それはとても贅沢な提案だが、当然のように近衛兵達に止められる。
「殿下! いくらこの者達に恩があるからと言って、殿下自らそのような事をされては」
「そうです! 私どもが案内しますので!」
「礼を返すのを他人任せにせよと言うのか、そなた達は。私を恩知らずな王子にさせないでくれ」
「しかし!」
収拾がつかないようなら俺達の方から辞退するかと考えた時、良く通る綺麗な声が廊下全体に響いた。

「どうなさいました、メルクリオ殿下」

お嬢様だ。
宝石付きの髪飾りでハーフアップしたロングヘアに、パッチリと意志の強そうな瞳。
歳の頃は20代半ばくらいか。
上品な落ち着いた薄紫色のドレス。それを着慣れている者の優雅な身のこなしでこちらに歩いて来る。
けれど、彼女よりも先に1人の男性がツカツカと急ぎ足で、王子の前に立った。

「兄上、また街に出てひと騒動起こしたと聞きましたよ!」
「それは酷い言い掛かりだな、クヴェレ。私は街に蔓延る悪を退治したまでだ」
「何も第一王子である兄上自ら手を下さずとも……全く、ハラハラするこっちの身にもなって下さい! リーウス嬢だって心配してるんですよ!」
「私は別に」

男性はこちらも20代半ばくらいで、怒っていてもどことなく育ちの良さが滲み出ている。
…………………………しかし今の会話内容は、違和感しか感じないな。

俺の胡乱な目に気付いたわけでも無かろうが、王子はさっとこちらに掌を向ける。
「クヴェレ、今日はこの者達に助太刀してもらったのだ。聞けば薬師だと言うから、父上の病状も診てもらった。………まあ、そちらの結果はやはり芳しくなかったが」
「そうなのですか」
クヴェレと呼ばれた男性は、王子の報告に落胆するでも無く受け止める。
国王の現状はある程度の諦めを持って、彼らは受け入れていると言う訳か………。

「それで、礼として今夜の宿と食事の提供を申し出たのだ。この城にも興味があるそうなので、今私自ら案内するところだ」
「ああ、だからまた近衛兵達とやり合っていたのですね。はあ……、兄上は上に立つ者として、彼らの立場もお考え下さい」
「上に立つ者だからこそ、その立場に胡座をかいてはいかんだろう」

「メルクリオ殿下、そちらの方々は? 失礼ながらエルフの森から出て来たばかりで、ゼルドナ王国の王侯貴族の方々を存じ上げないのですが……」
俺が目の前の状況に困惑してるのを察してか、ムジカがさり気なく彼らの紹介を王子に要請する。
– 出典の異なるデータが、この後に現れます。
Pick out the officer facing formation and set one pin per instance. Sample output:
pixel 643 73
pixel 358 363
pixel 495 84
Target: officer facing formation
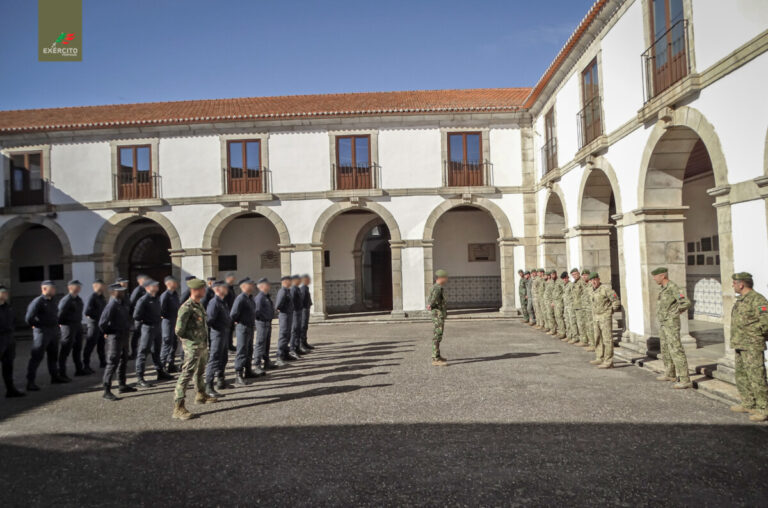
pixel 671 303
pixel 436 305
「ああ、そうか。我が国の民なら既知であろうが、こっちにいるのが私の弟、第二王子クヴェレ・リクイドだ」
「義理の弟さんとかではなく……?」
思わず心の声が口から漏れてしまった。
しかしメルクリオ王子は、俺の無礼を咎める事も無く苦笑した。
「良く言われるが、正真正銘実の兄弟だ。私達の祖母がハーフエルフの祖父と子を成して、その孫である私に何故かエルフの形質が現れてしまってな」
「あ!」

彼が髪を掻き上げると、わずかに尖った耳が現れた。
「ちなみに私が28歳、クヴェレが24歳だ」
そう言って悪戯っぽく笑う顔はどう見ても10代の少年だが、中身は成人男性だったのか。